These two village are linked in so many ways that it can become quite confusing at times; together with their immediate districts they form the Parish of Fordoun with the Parish Kirk actually being sited at Auchenblae!
Back in the annuals of time Fordoun, or Fothirdun as it was historically known, was probably the most important area in the Howe o' the Mearns. The seat of Kings with its Kirkton at Auchenblae, which was then just a mile away from what was the original settlement.

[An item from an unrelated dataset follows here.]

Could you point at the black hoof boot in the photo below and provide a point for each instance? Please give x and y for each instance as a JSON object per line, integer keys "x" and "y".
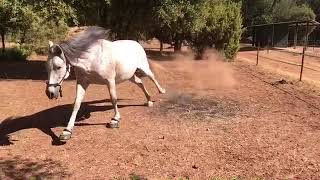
{"x": 66, "y": 135}
{"x": 113, "y": 124}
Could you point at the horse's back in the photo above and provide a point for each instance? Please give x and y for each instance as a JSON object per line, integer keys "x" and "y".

The name Fothirdun could possibly mean "the lower place", but there has been some debate about the fact. Auchenblae, on the other hand is quite simply "The Field of Flowers"...Auchen meaning field and Blae referring to flowers or blossoms. Quite a fitting name indeed as during the last Century the area was known for its flax growing. It also has a flax spinning mill which, along with another at Blackiemuir, Laurencekirk, kept the weavers of the Howe well supplied with their raw materials. Prior to these mills coming into being weaving had tended to be more of a cottage industry.
Auchenblae is a quaint village whose main geographical feature is the steep incline of its situation which could well substantiate the claim that Fordoun is "the lower place". The number of shops on the 'Blae's slopes has diminished over the years but there is a Butcher's Shop, a General Store and a Post Office, There is also a Doctor's Surgery and two hotels on the main street. In addition, Auchenblae can boast a very busy and popular Golf Course on its northerly side and leading off the main street is The Den which has long been the haunt of sportsmen and women who can avail themselves of its Tennis and Bowling facilities, or simply walk its shady paths. In 1991 Auchenblae Primary School celebrated its Centenary in a fitting style with former members coming frae a' the airts to reminisce and help mark the occasion.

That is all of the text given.